Literary Device Demonstration:
In the second verse, Swift quotes Shakspeare by using the phrase “wearing my heart on my sleeve.” In Act I, scene i of Othello, the villain Iago declares that the day he reveals his true motives, he
“will wear my heart upon my sleeve
For daws to peck at.”
In Iago’s opinion, putting your heart on your sleeve is dangerous. The sleeve is the wrong place for the heart, and it gives others the opportunity to harm it.
In addition to the direct comparison of Swift and Iago, Swift’s quotation of Shakespeare creates an intertextual dialogue with the plot of Othello. Although Othello is a general in the Venetian Army, he is not originally from Venice. Viewed perpetually as an outsider, Othello is without a secure place in this world, and the result is Tragedy. Swift’s allusion heightens the stakes of being “placeless” for readers who can put these two works in dialogue with one another.

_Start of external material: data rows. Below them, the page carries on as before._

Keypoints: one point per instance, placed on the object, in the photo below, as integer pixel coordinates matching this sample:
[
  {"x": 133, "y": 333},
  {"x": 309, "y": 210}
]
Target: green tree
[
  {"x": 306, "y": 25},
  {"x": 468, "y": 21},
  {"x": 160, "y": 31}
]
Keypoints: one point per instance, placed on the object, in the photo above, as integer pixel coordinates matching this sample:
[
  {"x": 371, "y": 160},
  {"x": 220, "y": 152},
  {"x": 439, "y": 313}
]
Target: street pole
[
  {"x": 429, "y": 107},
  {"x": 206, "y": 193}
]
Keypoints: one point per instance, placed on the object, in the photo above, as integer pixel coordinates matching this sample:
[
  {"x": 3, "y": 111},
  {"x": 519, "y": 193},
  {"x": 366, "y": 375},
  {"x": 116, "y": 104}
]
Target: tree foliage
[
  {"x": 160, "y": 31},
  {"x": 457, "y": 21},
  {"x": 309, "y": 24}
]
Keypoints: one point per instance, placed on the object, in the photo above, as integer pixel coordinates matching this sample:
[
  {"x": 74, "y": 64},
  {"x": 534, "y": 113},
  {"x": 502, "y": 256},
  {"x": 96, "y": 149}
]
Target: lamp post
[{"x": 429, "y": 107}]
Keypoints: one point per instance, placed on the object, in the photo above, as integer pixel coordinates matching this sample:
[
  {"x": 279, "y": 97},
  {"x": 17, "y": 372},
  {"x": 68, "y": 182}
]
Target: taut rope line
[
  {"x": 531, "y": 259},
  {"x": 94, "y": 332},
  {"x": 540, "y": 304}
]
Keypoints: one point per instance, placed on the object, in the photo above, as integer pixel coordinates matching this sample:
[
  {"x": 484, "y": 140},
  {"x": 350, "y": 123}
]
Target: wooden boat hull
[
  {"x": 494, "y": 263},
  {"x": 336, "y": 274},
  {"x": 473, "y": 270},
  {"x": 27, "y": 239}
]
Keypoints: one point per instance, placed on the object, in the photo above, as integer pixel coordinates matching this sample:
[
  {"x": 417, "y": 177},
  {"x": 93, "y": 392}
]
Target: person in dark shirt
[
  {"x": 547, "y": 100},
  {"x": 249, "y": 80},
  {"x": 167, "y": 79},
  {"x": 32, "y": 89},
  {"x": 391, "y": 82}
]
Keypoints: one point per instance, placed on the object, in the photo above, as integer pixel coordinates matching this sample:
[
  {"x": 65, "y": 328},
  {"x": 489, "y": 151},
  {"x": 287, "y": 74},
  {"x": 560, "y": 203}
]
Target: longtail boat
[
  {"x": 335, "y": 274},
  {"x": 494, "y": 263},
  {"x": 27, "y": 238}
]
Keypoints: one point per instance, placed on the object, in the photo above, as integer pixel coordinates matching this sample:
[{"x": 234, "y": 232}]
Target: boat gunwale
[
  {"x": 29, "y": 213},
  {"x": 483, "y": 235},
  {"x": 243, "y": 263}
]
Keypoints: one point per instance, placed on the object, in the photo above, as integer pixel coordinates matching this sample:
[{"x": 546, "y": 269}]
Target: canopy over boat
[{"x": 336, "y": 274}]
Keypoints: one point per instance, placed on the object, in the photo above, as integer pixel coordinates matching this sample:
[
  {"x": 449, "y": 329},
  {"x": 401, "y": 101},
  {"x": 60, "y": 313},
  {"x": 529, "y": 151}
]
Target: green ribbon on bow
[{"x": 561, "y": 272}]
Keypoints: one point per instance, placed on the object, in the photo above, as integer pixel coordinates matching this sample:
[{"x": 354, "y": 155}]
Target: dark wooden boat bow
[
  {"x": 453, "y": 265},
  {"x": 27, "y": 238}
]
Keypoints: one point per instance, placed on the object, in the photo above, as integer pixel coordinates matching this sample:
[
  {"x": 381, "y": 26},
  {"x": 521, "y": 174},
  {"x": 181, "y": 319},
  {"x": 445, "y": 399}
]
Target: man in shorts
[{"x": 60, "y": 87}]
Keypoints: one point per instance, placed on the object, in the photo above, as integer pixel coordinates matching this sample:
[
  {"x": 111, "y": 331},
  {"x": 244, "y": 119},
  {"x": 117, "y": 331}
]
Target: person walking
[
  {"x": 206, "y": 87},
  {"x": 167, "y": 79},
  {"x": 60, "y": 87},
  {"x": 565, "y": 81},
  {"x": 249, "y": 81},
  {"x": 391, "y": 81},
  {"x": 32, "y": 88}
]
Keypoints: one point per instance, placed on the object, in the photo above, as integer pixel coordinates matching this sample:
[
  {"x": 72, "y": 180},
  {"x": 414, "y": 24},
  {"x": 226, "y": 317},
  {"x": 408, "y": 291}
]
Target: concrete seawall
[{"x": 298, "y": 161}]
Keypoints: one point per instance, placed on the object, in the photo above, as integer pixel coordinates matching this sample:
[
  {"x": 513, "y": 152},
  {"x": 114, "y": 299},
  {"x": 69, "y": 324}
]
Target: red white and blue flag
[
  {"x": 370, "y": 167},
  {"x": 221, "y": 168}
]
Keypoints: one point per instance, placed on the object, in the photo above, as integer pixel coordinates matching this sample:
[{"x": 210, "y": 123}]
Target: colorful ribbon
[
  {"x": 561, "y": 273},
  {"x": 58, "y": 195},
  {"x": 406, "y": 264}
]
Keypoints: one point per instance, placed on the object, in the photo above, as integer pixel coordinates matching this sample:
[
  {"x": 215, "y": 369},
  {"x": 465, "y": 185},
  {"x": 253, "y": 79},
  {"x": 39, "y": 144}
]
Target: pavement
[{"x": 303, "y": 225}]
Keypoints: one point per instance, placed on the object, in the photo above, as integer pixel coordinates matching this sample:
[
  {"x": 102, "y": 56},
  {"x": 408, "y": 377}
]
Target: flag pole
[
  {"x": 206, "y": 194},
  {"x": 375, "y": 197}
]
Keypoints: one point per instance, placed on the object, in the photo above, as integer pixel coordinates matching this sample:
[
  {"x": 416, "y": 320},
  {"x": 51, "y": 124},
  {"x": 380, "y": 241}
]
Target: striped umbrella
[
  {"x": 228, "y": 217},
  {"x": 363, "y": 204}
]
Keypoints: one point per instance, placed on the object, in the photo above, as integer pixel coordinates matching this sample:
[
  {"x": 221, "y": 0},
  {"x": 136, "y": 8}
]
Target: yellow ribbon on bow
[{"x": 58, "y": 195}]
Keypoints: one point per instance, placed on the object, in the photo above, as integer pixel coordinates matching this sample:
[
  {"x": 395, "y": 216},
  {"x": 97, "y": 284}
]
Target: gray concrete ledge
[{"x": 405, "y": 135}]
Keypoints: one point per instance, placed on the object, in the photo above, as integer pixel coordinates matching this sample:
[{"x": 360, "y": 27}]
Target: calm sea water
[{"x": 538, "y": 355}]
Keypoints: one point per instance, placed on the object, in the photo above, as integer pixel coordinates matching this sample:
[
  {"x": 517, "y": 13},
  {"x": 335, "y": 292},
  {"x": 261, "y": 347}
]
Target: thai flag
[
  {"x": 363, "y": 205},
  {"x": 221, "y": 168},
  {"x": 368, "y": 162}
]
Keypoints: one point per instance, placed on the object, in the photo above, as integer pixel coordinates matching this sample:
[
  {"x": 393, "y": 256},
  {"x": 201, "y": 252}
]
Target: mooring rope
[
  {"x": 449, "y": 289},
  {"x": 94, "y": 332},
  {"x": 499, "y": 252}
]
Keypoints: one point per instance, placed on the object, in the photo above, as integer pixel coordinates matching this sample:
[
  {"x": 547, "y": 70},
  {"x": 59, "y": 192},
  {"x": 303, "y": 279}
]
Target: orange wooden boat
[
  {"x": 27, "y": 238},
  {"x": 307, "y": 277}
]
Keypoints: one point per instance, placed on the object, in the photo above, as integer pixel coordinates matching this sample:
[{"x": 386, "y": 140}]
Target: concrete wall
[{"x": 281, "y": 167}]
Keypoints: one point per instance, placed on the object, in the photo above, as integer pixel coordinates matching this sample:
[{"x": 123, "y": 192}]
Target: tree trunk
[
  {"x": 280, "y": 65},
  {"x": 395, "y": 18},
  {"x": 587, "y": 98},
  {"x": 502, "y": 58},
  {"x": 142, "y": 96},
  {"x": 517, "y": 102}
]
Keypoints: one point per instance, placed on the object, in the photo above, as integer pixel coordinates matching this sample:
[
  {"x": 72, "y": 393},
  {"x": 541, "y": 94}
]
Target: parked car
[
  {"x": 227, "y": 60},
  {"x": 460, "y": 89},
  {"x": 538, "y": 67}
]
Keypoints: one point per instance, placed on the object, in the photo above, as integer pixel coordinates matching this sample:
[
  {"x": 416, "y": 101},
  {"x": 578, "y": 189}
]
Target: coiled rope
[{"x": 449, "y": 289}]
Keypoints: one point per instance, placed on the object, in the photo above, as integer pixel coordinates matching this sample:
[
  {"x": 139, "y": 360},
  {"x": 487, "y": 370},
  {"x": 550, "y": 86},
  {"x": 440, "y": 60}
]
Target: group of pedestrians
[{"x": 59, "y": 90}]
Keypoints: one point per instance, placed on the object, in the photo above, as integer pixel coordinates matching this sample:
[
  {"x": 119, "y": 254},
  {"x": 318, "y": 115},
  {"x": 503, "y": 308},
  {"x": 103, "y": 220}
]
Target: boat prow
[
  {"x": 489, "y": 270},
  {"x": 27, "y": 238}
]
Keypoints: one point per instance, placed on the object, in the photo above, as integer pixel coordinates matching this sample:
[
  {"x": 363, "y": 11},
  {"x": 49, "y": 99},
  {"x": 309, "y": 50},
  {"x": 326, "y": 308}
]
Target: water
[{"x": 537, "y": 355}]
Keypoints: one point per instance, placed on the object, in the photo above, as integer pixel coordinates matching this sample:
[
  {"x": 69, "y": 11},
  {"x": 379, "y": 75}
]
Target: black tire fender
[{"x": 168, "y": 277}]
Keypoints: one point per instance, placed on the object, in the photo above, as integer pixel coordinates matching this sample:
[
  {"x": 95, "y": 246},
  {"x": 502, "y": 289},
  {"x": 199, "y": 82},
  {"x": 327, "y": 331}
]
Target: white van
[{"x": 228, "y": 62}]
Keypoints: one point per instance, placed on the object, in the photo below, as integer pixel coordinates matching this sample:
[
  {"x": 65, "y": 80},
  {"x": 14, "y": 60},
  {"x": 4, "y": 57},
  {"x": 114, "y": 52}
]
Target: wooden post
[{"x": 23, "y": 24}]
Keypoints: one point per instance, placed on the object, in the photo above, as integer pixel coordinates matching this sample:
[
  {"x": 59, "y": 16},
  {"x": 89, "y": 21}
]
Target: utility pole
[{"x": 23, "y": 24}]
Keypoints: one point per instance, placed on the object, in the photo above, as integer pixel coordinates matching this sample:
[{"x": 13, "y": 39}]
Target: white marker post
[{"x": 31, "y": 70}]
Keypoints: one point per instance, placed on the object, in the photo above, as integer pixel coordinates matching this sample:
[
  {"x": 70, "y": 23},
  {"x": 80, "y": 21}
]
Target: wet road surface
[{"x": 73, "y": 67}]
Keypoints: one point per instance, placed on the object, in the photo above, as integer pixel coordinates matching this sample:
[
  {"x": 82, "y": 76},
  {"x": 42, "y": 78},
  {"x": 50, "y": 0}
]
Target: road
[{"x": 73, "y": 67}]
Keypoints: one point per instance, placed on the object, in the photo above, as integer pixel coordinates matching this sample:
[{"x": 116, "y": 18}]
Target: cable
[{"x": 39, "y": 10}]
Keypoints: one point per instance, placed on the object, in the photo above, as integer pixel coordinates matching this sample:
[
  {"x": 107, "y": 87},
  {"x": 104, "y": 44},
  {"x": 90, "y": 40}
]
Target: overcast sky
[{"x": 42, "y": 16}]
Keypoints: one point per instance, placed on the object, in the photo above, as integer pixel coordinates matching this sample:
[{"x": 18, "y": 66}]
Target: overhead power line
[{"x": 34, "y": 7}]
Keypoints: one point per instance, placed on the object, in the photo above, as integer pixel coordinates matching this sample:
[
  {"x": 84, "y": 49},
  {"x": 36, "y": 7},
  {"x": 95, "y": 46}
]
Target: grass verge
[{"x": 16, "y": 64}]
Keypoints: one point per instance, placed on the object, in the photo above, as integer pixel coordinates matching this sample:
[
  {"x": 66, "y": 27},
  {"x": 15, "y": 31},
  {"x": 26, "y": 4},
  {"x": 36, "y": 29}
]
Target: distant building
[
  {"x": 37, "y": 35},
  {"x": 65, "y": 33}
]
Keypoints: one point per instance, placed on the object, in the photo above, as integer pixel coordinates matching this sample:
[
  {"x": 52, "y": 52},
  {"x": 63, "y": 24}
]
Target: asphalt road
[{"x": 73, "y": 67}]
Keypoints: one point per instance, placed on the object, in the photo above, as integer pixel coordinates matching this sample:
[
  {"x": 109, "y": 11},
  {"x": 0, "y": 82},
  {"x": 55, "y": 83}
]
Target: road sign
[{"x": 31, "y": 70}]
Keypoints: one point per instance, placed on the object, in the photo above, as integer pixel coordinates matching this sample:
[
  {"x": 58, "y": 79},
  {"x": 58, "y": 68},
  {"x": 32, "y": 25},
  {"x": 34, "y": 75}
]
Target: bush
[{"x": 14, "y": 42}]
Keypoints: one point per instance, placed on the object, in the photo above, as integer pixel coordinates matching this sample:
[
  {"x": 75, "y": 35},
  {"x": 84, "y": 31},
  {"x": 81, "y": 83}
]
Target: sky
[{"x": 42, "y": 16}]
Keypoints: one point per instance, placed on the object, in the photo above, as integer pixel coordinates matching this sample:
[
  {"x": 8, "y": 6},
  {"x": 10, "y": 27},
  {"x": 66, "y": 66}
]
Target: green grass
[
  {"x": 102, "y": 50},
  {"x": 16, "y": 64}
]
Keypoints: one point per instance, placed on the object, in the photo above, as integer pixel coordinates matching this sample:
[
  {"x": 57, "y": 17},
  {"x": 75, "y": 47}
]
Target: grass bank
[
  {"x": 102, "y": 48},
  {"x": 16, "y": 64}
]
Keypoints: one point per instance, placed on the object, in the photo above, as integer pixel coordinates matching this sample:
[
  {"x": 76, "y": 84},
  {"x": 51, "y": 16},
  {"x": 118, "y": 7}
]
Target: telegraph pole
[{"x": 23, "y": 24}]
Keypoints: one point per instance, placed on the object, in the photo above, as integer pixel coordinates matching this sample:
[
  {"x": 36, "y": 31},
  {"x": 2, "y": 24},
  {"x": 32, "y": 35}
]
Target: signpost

As the fourth song on Taylor Swift’s debut album, A Place in This World introduces a new trio and a new theme. The first three songs (Tim McGraw, Picture to Burn, and Teardrops on my Guitar) feature a narrator grappling with what it means to exist within time. With A Place in this World, Swift shifts to a trilogy of songs that grapple with geospatial existence. Swift explicitly declares the shift, saying, “tomorrow’s just a mystery, oh yeah / But that’s okay.” The future — time — is beyond her understanding, but Swift has now accepted the profound enigma.* The next three songs on the album (A Place in this World, Cold as You, and The Outside) wrestle instead with location.
In A Place in this World, Swift is metaphorically and physically lost. She cannot find “a place in this world.” Indeed, she cannot even explicitly name where (or what) precisely she is looking for. She opens by stating: “I don’t know what I want.” In the bridge, she expresses “maybe I’m just a girl on a mission,” reminding the listener once again that she does not know. Throughout the song, Swift will make many vague references. She states: “don’t know what’s down this road” and “I’m not the only one who feels / the way I do” without specifying which road or which feeling she means. In the second verse, she asks “Could you tell me what more do I need?” without any indication of who she is addressing (but with the implication that she doesn’t know what she needs.) Finally, even the title of the song is vague. Swift is not looking for her place or even the place, but a place — a shocking and Beckettian lack of specificity for someone who is on a quest.
In a world where women are not encouraged to take up space*, the concept of finding a place in this world is so befuddling to young Swift that she cannot even name what place she is seeking. Instead, she bumbles her way through vague cliches in an attempt to understand. Swift is not merely seeking for a place, but seeking for a place to seek for — striving not just for a place in this world, but to understand what it would mean to have one. Despite her befuddlement, Swift is “walking” and “ready to fly” — ready to move through space deliberately and rapidly. Swift assures the reader that “[she]’ll be strong.” Although Swift must further explore what it means to have a place in this world, nevertheless, she will persist in seeking one. Given her persistence in repeating the chorus, we may imagine she succeeds.